But this in-built laziness makes some of us easy fodder for the shameless some of us.
There’s more money to be made in promising people will never have to ‘work’ at anything ever again – more money to be made promising to take all responsibility from people’s hands, than there is empowering people to do the work themselves.
And it still never ceases to amaze me how willing and eager people are to hand over the keys to their lives.
But you get nothing for nothing. Unless you’re willing to constantly put energy into a project – no matter what form that energy takes – it will never grow and succeed.
And maybe that’s what happens to generations raised on movies and fantasy. We believe anything is possible, but also that that anything should come quickly and easily – with a snap of the fingers or a wriggle of the nose.

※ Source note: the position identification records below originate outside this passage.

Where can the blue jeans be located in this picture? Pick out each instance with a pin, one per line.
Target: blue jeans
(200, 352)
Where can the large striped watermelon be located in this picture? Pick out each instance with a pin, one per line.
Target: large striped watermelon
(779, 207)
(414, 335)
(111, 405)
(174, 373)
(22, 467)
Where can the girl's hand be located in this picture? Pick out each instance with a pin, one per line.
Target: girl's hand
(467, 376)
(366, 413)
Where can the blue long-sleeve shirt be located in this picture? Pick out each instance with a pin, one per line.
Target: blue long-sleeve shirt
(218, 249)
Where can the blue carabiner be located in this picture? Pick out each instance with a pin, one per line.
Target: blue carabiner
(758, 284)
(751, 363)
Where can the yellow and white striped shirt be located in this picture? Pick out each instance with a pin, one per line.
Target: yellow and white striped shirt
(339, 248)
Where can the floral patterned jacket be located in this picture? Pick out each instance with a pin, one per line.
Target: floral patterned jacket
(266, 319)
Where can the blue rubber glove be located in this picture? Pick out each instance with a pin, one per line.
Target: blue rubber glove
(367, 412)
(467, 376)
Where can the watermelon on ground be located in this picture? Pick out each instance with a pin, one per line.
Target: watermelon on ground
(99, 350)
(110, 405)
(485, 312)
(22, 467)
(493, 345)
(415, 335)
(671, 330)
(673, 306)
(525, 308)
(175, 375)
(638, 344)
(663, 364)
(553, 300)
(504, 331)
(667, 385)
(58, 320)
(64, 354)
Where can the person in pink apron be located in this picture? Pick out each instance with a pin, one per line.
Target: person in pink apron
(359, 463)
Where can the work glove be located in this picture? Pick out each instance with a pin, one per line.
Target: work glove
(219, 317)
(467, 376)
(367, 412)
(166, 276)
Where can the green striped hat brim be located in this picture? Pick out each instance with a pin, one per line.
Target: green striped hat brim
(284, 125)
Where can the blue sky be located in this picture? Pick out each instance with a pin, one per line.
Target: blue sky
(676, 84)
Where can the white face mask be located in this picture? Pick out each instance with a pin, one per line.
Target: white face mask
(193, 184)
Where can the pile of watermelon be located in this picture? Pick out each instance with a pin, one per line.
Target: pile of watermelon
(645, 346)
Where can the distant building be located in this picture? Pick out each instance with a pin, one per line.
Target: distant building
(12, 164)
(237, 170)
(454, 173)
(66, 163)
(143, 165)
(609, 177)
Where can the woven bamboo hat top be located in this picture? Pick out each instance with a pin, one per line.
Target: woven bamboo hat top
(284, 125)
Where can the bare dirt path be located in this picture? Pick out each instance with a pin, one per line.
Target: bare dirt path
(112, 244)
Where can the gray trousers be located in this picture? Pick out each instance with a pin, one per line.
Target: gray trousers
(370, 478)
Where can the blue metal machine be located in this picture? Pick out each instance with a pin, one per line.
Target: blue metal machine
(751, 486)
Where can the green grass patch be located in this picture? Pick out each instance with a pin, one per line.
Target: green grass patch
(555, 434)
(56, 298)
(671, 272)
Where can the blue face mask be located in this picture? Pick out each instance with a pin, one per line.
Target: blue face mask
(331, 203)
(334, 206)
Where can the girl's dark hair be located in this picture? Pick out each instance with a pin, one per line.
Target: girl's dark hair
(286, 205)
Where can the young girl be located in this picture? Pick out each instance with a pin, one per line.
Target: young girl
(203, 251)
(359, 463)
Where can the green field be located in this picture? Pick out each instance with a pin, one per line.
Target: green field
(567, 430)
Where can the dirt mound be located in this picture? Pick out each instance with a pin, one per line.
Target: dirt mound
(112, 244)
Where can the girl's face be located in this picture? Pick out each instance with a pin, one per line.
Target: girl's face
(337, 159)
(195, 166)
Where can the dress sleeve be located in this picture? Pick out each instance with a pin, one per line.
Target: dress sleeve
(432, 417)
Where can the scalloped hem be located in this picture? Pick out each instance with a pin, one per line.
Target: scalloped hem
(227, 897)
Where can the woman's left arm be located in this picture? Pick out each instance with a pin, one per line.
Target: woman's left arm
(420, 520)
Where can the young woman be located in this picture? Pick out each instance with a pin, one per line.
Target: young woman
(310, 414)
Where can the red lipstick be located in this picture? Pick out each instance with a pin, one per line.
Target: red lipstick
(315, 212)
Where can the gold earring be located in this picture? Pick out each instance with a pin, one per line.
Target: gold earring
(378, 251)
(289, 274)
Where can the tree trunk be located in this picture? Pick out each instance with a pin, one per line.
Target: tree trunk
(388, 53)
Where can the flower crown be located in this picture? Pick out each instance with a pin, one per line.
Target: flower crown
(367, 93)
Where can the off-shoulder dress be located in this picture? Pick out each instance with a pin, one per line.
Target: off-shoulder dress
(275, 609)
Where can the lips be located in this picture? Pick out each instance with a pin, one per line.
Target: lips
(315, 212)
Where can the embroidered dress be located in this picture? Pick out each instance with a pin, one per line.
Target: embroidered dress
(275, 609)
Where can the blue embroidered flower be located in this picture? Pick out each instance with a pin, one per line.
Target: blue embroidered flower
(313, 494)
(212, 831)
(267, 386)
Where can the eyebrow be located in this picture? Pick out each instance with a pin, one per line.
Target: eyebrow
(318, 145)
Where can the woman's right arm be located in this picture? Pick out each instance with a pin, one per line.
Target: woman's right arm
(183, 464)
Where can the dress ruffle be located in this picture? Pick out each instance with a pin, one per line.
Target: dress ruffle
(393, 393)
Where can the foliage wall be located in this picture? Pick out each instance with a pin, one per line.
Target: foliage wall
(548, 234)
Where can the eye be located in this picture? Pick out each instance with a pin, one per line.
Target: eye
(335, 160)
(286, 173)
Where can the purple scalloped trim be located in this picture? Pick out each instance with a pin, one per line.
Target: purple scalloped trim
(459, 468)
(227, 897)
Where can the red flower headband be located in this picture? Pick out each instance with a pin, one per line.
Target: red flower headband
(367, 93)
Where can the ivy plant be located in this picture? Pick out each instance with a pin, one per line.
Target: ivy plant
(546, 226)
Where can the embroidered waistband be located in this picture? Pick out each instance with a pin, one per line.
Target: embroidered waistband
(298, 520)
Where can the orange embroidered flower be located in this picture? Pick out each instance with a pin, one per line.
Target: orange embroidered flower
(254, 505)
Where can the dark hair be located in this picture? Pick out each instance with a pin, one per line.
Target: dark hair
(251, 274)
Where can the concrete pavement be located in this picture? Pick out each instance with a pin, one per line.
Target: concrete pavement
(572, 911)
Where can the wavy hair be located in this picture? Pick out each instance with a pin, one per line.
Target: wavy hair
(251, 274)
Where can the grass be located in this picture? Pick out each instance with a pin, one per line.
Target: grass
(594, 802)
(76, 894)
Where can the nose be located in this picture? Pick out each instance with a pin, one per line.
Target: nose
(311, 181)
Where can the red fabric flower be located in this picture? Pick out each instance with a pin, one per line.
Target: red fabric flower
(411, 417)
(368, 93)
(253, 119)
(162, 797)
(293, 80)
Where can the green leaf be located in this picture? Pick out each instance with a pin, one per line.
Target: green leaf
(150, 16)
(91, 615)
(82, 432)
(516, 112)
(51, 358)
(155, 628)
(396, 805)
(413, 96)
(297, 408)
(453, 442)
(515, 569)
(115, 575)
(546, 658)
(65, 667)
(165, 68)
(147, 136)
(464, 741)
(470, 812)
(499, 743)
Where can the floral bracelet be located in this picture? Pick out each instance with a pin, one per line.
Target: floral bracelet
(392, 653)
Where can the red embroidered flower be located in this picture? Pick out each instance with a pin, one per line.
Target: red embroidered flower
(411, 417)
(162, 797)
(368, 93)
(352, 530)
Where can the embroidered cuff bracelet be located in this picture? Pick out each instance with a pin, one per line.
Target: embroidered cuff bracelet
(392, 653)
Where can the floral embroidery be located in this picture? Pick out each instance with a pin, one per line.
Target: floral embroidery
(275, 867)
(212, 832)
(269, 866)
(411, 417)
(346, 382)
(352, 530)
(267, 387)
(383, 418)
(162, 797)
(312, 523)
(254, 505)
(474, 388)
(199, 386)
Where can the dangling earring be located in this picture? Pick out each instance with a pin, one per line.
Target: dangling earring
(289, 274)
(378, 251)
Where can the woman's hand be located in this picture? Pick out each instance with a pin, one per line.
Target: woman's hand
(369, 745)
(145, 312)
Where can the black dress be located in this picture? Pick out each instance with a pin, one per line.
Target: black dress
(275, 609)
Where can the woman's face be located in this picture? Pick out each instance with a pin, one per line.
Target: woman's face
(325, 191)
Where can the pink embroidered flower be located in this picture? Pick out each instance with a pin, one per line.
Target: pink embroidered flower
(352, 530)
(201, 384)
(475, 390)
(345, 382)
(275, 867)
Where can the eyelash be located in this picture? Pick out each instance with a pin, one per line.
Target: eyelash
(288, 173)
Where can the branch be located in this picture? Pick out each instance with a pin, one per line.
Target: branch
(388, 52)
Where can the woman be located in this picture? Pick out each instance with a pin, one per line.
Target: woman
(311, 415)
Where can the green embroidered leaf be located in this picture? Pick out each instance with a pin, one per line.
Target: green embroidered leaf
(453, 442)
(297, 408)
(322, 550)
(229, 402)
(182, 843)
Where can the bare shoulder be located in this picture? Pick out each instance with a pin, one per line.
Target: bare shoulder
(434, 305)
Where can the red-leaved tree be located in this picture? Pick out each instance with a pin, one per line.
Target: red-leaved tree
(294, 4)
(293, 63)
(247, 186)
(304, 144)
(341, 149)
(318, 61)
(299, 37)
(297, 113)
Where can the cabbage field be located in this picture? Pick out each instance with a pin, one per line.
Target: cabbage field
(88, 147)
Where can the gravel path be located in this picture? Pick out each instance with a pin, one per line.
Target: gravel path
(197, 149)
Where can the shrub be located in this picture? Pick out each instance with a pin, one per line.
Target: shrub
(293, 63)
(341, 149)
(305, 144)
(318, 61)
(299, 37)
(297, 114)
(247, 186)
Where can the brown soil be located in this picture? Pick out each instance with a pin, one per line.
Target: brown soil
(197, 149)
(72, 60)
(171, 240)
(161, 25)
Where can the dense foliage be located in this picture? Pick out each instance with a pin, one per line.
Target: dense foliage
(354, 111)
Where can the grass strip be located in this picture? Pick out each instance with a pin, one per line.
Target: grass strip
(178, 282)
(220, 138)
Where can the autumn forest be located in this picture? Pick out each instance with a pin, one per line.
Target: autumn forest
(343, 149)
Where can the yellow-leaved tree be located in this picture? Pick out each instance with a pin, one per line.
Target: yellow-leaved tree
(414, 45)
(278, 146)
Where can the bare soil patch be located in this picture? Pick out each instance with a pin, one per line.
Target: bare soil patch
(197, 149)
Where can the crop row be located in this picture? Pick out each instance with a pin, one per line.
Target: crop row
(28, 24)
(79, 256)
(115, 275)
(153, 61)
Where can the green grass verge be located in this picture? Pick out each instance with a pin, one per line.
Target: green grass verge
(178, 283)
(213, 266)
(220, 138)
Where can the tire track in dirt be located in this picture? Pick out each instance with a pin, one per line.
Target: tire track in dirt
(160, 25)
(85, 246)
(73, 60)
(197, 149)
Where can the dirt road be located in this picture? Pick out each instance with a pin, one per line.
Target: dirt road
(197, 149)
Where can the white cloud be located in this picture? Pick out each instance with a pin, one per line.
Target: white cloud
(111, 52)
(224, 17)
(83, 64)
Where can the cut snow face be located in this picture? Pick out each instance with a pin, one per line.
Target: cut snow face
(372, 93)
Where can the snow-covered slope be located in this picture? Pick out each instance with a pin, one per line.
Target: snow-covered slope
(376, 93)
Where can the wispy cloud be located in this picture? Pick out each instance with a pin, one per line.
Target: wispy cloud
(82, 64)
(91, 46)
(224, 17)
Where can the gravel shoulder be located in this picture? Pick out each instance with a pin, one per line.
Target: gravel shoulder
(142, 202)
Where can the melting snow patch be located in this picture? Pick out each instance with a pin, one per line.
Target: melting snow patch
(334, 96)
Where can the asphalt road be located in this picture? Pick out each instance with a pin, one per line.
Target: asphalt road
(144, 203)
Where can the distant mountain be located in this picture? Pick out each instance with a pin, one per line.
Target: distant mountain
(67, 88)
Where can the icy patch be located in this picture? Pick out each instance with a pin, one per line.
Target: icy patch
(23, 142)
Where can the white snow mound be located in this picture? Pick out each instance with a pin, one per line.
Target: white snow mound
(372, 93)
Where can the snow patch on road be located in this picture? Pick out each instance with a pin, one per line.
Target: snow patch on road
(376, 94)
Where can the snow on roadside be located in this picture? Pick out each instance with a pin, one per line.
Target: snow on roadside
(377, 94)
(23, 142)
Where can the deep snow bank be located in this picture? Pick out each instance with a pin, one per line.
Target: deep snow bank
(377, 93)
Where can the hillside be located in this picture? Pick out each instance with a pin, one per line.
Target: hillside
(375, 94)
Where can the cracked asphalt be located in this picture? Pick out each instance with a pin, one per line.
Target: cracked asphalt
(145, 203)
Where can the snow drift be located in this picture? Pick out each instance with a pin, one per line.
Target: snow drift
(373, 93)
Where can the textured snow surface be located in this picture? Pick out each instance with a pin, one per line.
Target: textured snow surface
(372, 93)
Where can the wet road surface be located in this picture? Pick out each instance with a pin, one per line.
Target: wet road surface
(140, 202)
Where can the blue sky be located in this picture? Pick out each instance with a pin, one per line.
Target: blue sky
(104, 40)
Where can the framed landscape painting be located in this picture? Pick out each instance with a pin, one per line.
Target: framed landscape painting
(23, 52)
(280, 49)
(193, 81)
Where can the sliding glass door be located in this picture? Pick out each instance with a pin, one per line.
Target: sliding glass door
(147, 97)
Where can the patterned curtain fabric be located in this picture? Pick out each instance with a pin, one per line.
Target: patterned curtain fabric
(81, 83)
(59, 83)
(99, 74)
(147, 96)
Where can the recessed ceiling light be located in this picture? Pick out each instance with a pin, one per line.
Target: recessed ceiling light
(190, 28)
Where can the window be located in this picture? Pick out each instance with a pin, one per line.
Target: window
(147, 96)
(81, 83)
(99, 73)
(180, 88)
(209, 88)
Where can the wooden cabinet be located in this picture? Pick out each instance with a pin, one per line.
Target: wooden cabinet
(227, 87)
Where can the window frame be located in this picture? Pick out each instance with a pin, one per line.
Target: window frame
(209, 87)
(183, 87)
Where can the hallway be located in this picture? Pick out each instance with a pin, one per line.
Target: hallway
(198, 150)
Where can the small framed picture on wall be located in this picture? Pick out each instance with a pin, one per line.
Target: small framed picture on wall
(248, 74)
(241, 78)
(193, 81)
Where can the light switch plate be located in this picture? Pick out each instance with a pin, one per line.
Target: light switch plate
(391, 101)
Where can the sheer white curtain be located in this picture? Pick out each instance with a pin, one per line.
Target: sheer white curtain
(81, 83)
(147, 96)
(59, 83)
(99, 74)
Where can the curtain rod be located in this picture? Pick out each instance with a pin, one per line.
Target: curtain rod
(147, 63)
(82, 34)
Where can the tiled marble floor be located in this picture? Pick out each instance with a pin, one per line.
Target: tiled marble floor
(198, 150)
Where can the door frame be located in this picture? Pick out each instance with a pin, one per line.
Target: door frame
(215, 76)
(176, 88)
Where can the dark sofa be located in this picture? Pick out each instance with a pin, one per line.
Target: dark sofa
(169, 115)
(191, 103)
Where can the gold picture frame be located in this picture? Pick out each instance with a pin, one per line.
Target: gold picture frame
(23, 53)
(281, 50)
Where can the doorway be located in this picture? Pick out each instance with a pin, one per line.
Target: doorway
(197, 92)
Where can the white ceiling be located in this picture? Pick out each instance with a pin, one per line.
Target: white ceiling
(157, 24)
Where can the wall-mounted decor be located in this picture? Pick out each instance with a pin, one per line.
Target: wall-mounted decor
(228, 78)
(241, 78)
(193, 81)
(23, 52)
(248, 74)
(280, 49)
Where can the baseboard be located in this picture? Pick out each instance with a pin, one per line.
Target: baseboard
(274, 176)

But magic is what happens within the laws of physics. Not outside them.
And now I’m not completely ruling out any role for magic in life. I’ve been on the grateful receiving end of too many ‘coincidences’ to put it all down to chance. But if there is magic in the world, then it seems to come in response to clear intention and action.
Thoughts alone just aren’t enough.
And there is power in magic too – in allowing for the unexpected and the extra-rational to show up in your life and give things a shake. Even just at a poetic level, a magical way of seeing the world is an amazing source of inspiration.
I mean, how else do we really understand the mystery of human creativity?
But allowing a sense of magic and wonder to instil itself into your work is a long, long way from the escapism that characterises the worst of magical thinking.
My problems are too deep, too painful, too hard to deal with on any real level. Please send me a magical solution so I don’t have to deal with any of it.
Here you go. Here’s a dozen affirmations and a crystal. If it doesn’t work, then it’s probably because you didn’t believe hard enough.
If you simply just keep praying for someone or for positive thinking to magic away you’re problems, then you’ll never grow.
Our challenges are here for a reason – to teach us something. But we can only unlock those lessons by going into our problems. Not by going around them. And definitely not by sailing over the top of them on a rainbow unicorn.
Pretending that you’re a magician is endearing if you’re a kid.
If you’re an adult, it’s just lazy and foolish.